Я зачем-то пишу всем нашим с тобой знакомым, даже Любе, она, правда, не отвечает, отправляю в Тамбов деньги на цветы, а в Тамбовскую милицию официальный запрос о тебе, читаю твои письма, записки, куски дневников, в которых еще мелькает «лопоухий мальчишка, что любил рисовать зверье и птиц».
Лихорадочная деятельность. Я словно пытаюсь удержаться на краю. И не могу. Как в той давней ссоре, я чувствую, что меня нет. Что-то умирает во мне.
Как оно было раньше?
То, чего не хватало в реальности — счастья, безоглядности, полета, — дополнялось внутри. Там существовал целый мир, сплетенный из вымыслов, воспоминаний, чувств, вызванных чем-то прекрасным: будь то строчка стихотворения или вперебой стучащая капель, сочетание красок в закате или на полотне, музыка, стриженый ребячий затылок под рукой… Да мало ли из чего он сплетался!
Но его, как и тебя, больше нет.
«Душа не выстрадает счастье, но может выстрадать себя…» А может и надорваться…

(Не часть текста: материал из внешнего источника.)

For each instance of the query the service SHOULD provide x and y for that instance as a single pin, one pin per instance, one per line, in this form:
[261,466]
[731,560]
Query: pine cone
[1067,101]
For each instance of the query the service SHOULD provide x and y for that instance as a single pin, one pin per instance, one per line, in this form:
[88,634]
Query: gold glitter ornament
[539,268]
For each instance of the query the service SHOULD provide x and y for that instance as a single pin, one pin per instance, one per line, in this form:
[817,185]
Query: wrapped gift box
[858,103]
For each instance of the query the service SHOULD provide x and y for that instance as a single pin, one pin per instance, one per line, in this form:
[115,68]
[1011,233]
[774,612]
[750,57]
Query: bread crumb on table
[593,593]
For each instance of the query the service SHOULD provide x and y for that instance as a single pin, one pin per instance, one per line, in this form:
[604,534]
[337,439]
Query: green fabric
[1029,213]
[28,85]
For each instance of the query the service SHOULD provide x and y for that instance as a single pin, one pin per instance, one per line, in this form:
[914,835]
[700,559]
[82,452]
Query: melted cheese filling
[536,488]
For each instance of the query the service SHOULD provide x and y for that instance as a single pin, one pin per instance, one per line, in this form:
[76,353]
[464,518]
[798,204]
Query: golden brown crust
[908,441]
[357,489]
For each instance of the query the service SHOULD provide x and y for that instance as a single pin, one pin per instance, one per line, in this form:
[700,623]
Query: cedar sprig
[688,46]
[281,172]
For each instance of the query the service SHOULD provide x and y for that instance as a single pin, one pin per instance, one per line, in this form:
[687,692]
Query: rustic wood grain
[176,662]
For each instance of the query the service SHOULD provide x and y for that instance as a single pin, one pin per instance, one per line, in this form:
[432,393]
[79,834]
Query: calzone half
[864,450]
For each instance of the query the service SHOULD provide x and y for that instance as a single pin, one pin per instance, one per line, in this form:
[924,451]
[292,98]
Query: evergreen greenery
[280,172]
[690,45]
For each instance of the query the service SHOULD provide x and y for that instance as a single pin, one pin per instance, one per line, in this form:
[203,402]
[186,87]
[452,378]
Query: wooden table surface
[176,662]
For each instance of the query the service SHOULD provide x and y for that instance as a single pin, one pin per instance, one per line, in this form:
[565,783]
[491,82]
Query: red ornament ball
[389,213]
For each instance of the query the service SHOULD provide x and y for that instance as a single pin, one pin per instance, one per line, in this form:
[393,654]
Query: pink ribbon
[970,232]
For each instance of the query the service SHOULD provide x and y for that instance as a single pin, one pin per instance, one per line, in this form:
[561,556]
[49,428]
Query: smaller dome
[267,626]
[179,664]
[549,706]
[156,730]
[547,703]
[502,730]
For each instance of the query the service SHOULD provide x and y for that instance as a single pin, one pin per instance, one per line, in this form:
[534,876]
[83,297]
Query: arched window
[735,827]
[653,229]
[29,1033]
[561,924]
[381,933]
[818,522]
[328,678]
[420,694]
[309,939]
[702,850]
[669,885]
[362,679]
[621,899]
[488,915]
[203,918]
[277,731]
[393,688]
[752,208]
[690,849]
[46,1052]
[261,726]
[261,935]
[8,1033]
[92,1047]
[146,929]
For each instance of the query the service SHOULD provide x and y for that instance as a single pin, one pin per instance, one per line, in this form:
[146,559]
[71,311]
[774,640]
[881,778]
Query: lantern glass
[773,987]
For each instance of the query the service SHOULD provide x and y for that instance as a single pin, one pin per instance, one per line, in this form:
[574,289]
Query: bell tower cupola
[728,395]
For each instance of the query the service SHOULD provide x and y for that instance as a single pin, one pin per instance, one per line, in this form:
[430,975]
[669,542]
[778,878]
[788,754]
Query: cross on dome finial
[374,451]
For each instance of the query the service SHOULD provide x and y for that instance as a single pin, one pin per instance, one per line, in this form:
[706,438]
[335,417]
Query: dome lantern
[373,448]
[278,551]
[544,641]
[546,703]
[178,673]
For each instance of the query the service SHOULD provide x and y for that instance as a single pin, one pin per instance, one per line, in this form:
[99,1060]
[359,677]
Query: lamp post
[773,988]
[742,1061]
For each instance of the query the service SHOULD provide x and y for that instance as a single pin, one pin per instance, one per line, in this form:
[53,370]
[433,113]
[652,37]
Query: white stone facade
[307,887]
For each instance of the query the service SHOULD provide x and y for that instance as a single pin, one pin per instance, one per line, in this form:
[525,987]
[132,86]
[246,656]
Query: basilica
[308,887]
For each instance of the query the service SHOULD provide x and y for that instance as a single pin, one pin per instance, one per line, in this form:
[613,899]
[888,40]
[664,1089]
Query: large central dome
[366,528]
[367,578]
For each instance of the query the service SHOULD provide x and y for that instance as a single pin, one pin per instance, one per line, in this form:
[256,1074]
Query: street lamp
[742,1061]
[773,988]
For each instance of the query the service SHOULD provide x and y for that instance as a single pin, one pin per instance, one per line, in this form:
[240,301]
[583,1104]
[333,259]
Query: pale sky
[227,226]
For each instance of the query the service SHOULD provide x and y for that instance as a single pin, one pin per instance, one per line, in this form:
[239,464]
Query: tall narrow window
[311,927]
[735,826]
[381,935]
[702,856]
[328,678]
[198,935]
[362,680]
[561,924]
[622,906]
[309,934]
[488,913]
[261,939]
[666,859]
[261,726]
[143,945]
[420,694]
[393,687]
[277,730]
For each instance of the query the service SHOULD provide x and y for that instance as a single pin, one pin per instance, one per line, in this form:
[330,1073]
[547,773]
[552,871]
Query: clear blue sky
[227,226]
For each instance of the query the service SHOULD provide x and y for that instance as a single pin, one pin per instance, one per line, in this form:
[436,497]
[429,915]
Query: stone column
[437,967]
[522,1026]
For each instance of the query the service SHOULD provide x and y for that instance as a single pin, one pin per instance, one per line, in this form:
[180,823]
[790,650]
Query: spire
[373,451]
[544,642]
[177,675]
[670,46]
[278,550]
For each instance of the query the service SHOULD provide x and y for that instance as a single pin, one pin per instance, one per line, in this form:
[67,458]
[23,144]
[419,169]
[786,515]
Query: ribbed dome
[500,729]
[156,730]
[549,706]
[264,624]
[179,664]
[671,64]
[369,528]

Мартовские, напоенные водой ночи темны даже в городе. И я почти натыкаюсь на этих двоих, стоящих в обнимку посреди лужи.
Но что им до лужи?! И до случайной меня?! Так отрешенно они замерли. Так бережно паренек прижимает к себе девочку за узкие лопатки. И — вся порыв! — так тянется она на цыпочках, чтоб не разошлись руки, закинутые ему за шею.
Они не целуются, просто стоят, составляя одно целое.
И, боже мой, как щемит у меня сердце при виде этих городских озябших воробьят, у которых еще меньше надежды быть счастливыми.
Ну, что я могу сюда добавить: будьте благословенны! Только любовью держится наш взбесившийся мир, и она бессмертна. Кто-то да выстоит, не мы, так другие.
Тебя больше нет. Люба благопристойно преподает что-то из живописи. А я пишу и пишу свою повесть, к которой невозможно найти названия.
Сколько их перебрала, и ни одно не подошло. Не считая знаменитого «Ты и Я», их было около десятка. От скучного «Один год и вся жизнь» до красивого, аж тошно, «Я тебя никогда не забуду. Я тебя никогда не увижу».